Re: [Numpy-discussion] Is there anyway to read raw binary file via pytable?
2010/7/28 Ken Watford email@example.com:
2010/7/28 脑关生命科学仪器 firstname.lastname@example.org:
it seems like pytable only support HDF5. I had some 500GB numerical arrays to process. Pytable claims to have some advance feature to enhance processing speed and largely reduce physical memory requirement. However, I do not wanna touch the raw data I had. Simply because I do not have doubled diskspace to covert all 10TB data into HDF5. Is there any way to let pytable read raw binary files or alternatively to package raw files into HDF5 format without change the files themselves.?

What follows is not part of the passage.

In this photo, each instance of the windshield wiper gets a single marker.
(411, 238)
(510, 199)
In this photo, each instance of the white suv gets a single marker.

HDF5 does support datasets with an external contiguous binary file as the storage area. For documentation on this, see: http://www.hdfgroup.org/HDF5/doc/UG/10_Datasets.html#Allocation
Thanks a lot! I do found 3 API functions to handle this problem: H5P have 3 function to handle external raw data file. H5Pset_external http://davis.lbl.gov/Manuals/HDF5-1.6.1/RM_H5P.html#Property-SetExternal H5Pget_external_count http://davis.lbl.gov/Manuals/HDF5-1.6.1/RM_H5P.html#Property-GetExternalCoun... H5Pget_external http://davis.lbl.gov/Manuals/HDF5-1.6.1/RM_H5P.html#Property-GetExternal
However, right now h5py does not provide these functions, though existing datasets created with external storage should work fine.
I need to use C, fortran, or matlab to generate datasets with external data. So far it works fine.